The goal of this research is to develop and implement a methodology for the design of peptides with predefined structure. This thesis research established an evolutionary de novo peptide design system based on the genetic algorithms (GAs) and chemical synthesis method, and furthermore, investigated the impact of GAs on the design of peptide with predefined structure. While the irrational design provides a flexible formulation for the design of peptides with predefined structure, the GAs implement the optimization search of the combinatorial space thereof. However, the design of peptide with predefined structure is a challenging problem to the GA-based method. How to effectively convert the design goal into GA representation is the first question. How to efficiently obtain the target peptides is the second. In order to solve these problems, an experimental system was established on helical conformations due to their simple structure, diverse oligomers, and easy determination and interpretation using circular dichroism (CD) spectrum.
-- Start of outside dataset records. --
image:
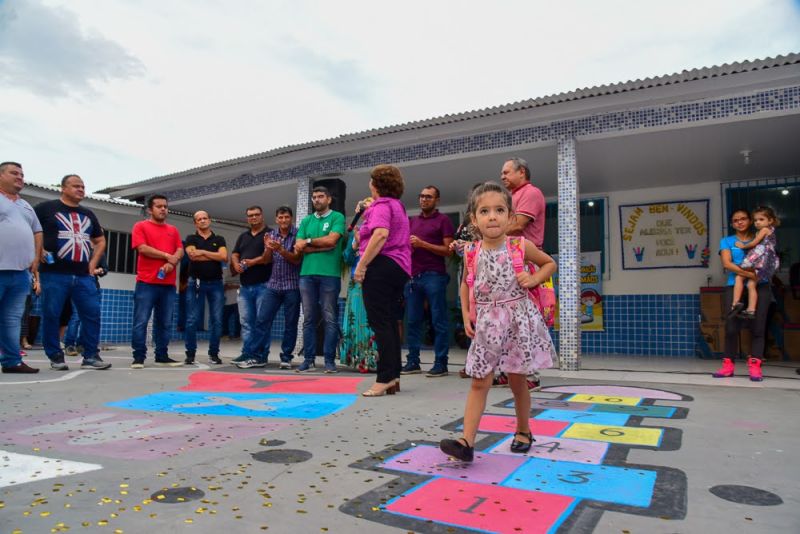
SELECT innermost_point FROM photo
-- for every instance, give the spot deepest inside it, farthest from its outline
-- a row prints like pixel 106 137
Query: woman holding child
pixel 734 250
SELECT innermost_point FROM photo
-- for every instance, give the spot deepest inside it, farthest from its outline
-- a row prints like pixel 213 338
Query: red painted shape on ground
pixel 505 424
pixel 482 506
pixel 262 383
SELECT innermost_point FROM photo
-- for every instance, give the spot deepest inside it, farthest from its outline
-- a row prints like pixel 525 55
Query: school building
pixel 640 178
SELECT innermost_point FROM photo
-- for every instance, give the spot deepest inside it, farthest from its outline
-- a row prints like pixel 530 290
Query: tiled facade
pixel 646 325
pixel 569 255
pixel 635 324
pixel 685 113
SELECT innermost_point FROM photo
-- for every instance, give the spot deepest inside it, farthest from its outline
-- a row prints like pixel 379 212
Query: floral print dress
pixel 763 258
pixel 510 334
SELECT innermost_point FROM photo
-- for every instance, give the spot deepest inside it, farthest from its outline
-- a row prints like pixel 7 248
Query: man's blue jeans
pixel 251 315
pixel 57 289
pixel 322 290
pixel 14 288
pixel 196 292
pixel 290 299
pixel 158 299
pixel 73 328
pixel 430 286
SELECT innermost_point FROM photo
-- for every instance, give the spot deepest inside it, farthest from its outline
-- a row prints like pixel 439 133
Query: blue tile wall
pixel 646 325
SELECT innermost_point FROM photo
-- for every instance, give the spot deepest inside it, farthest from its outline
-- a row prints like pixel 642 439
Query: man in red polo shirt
pixel 528 204
pixel 527 201
pixel 159 250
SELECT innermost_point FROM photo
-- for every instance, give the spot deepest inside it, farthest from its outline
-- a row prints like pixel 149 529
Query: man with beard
pixel 207 253
pixel 73 236
pixel 250 263
pixel 318 239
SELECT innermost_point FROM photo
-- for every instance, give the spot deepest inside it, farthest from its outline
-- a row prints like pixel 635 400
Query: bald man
pixel 207 253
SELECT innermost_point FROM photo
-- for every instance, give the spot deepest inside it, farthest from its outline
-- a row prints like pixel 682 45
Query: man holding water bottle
pixel 159 250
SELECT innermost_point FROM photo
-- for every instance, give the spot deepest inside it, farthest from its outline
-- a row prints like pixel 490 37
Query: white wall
pixel 662 281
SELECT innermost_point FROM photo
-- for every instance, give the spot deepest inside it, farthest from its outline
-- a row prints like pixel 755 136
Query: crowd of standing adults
pixel 276 268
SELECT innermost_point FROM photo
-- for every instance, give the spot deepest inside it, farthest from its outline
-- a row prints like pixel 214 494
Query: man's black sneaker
pixel 96 363
pixel 168 362
pixel 21 367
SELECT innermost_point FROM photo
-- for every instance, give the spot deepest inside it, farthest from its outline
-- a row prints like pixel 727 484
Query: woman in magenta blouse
pixel 384 269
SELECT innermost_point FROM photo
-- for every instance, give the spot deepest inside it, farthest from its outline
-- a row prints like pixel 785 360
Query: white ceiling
pixel 638 160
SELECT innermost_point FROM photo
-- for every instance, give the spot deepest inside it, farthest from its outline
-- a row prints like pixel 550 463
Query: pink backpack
pixel 543 295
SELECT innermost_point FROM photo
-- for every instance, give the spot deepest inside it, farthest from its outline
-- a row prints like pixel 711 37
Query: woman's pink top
pixel 389 213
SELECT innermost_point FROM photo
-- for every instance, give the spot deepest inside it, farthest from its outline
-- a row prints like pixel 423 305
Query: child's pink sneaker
pixel 726 370
pixel 754 366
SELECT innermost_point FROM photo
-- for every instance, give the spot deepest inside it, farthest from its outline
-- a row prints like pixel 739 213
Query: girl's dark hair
pixel 482 189
pixel 770 213
pixel 387 181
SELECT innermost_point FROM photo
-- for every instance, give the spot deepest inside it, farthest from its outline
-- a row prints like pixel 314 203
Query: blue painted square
pixel 599 418
pixel 293 406
pixel 607 483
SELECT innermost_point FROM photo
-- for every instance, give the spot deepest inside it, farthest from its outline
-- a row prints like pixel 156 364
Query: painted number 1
pixel 478 502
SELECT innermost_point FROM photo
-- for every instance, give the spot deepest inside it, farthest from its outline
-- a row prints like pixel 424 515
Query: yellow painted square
pixel 629 435
pixel 605 399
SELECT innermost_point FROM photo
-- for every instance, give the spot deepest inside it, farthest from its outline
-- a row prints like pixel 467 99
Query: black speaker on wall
pixel 338 191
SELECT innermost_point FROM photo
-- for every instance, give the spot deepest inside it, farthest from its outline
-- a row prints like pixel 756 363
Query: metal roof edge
pixel 684 76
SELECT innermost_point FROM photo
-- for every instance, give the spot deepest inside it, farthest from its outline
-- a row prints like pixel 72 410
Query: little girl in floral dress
pixel 508 333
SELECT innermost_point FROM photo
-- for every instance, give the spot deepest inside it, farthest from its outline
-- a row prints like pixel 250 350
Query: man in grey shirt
pixel 20 243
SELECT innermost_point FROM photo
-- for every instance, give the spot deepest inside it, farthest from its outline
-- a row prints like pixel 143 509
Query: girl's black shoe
pixel 735 309
pixel 457 448
pixel 521 446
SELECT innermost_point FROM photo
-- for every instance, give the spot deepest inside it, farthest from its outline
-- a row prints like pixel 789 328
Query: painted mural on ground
pixel 576 470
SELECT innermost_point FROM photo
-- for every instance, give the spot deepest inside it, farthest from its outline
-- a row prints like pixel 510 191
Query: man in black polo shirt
pixel 250 263
pixel 206 252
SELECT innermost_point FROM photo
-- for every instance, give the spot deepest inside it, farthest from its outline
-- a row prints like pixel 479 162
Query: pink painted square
pixel 129 436
pixel 484 507
pixel 429 460
pixel 506 424
pixel 261 383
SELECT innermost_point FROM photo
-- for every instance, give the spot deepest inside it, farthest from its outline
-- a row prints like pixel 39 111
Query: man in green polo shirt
pixel 319 240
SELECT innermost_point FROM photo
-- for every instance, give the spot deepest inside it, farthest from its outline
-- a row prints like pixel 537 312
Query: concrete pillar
pixel 300 213
pixel 303 198
pixel 569 257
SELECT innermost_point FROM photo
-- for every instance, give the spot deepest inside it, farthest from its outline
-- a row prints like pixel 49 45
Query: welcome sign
pixel 665 235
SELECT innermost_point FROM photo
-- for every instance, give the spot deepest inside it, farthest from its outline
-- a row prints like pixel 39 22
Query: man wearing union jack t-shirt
pixel 74 238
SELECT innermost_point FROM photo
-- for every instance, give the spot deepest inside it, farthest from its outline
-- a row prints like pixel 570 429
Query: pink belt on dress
pixel 500 301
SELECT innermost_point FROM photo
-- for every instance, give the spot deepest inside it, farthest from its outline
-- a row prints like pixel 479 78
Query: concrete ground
pixel 632 445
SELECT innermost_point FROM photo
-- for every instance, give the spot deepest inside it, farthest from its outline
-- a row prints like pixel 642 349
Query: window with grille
pixel 120 256
pixel 592 227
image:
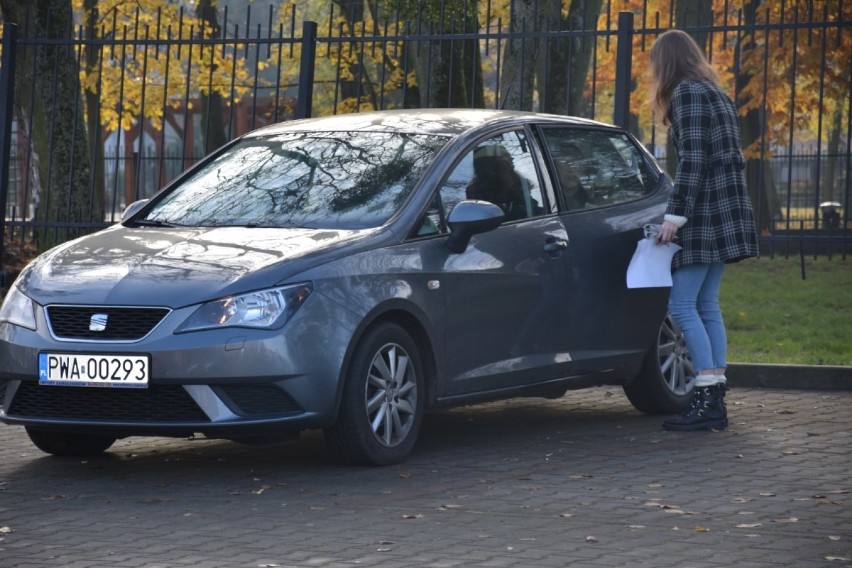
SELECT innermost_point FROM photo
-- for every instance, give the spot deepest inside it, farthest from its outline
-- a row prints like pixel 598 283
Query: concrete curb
pixel 801 377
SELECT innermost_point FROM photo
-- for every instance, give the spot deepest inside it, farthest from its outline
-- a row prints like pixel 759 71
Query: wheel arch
pixel 409 317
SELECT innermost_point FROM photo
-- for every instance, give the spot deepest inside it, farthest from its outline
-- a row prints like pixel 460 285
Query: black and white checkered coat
pixel 710 189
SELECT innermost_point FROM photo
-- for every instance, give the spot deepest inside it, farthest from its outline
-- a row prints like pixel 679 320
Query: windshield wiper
pixel 152 223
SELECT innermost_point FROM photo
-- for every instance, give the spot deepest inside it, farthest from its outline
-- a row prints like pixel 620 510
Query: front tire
pixel 69 444
pixel 382 406
pixel 667 379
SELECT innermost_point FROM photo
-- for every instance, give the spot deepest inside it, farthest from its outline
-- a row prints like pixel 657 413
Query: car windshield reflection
pixel 339 180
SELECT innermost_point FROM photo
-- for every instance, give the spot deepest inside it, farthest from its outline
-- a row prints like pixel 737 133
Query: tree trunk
pixel 212 122
pixel 449 72
pixel 759 178
pixel 92 61
pixel 569 61
pixel 520 60
pixel 49 109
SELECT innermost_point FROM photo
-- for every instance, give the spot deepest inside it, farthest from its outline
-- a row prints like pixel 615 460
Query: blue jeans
pixel 694 305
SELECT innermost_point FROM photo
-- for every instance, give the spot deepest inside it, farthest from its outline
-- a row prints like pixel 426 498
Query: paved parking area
pixel 580 481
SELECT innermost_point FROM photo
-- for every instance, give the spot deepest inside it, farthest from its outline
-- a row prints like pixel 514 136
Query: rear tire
pixel 382 406
pixel 665 383
pixel 69 444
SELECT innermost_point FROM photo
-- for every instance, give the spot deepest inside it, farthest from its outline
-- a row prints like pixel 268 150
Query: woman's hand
pixel 667 233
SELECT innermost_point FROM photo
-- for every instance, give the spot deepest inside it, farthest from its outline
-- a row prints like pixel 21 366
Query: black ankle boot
pixel 706 411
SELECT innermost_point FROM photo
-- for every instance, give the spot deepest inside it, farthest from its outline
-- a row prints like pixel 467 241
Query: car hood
pixel 171 267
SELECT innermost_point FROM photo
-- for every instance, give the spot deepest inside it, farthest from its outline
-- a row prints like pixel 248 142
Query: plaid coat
pixel 709 187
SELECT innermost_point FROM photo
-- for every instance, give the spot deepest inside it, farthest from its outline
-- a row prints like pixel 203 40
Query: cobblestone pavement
pixel 580 481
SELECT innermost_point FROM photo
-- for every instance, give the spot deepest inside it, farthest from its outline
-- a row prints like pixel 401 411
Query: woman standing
pixel 708 212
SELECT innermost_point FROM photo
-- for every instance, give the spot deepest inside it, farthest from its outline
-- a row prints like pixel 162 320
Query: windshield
pixel 339 180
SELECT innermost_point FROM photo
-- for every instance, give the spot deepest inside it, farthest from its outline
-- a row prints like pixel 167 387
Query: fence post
pixel 306 70
pixel 623 70
pixel 7 96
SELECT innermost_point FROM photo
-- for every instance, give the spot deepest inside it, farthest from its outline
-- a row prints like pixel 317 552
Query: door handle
pixel 555 245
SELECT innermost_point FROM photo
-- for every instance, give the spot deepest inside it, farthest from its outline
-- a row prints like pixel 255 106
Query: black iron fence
pixel 101 112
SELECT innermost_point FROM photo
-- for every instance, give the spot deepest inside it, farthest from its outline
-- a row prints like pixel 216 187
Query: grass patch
pixel 774 316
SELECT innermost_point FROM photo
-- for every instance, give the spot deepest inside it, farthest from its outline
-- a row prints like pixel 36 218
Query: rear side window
pixel 595 168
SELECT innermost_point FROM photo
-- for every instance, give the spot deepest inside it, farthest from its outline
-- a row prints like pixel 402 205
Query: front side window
pixel 597 168
pixel 500 170
pixel 339 180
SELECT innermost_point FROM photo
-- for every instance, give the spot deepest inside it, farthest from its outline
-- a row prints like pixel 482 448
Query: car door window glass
pixel 500 170
pixel 597 168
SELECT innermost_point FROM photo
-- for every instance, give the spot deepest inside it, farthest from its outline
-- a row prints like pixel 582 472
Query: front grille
pixel 248 400
pixel 158 403
pixel 122 324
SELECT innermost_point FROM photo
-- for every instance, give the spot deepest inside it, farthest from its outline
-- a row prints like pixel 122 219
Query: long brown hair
pixel 675 57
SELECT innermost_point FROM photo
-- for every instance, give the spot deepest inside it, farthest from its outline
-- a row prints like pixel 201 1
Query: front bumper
pixel 229 383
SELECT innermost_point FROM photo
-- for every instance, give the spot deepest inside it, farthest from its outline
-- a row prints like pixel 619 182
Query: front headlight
pixel 265 309
pixel 18 309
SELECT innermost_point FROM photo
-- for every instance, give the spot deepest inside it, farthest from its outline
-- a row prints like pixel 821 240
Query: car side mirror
pixel 131 209
pixel 469 218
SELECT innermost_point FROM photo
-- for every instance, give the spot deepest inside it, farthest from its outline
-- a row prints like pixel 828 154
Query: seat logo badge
pixel 98 322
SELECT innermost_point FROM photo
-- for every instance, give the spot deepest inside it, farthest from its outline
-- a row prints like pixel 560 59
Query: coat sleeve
pixel 691 121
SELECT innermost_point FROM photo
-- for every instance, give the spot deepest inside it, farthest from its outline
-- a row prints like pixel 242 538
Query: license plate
pixel 85 370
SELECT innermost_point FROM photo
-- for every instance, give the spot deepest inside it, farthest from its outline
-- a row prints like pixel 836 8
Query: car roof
pixel 444 122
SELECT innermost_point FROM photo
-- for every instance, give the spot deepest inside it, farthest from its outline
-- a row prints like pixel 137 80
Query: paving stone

In Chapter 1, the motivation, goal, and significance of this research was proposed. They are to develop and implement a methodology for the design of peptides with predefined structure. This thesis research thus investigated the impact of GAs on the design of peptide with predefined structure, and established an evolutionary de novo peptide design system based on the GAs and chemical synthesis method.

The most important and basic concepts related to protein folding and design, the evolutionary algorithms, especially the GAs, and , furthermore, evolutionary design were then introduced. After brief review of work done by previous researchers, the irrational design problem was formalized as a combination of the evolutionary algorithm with experimental measurement, in addition to discussing the evaluation of protein properties and basic operations of the GAs for irrational protein design. In this thesis research, the challenging problems were how to effectively convert the design goal into GA representation and how to efficiently obtain the target peptides.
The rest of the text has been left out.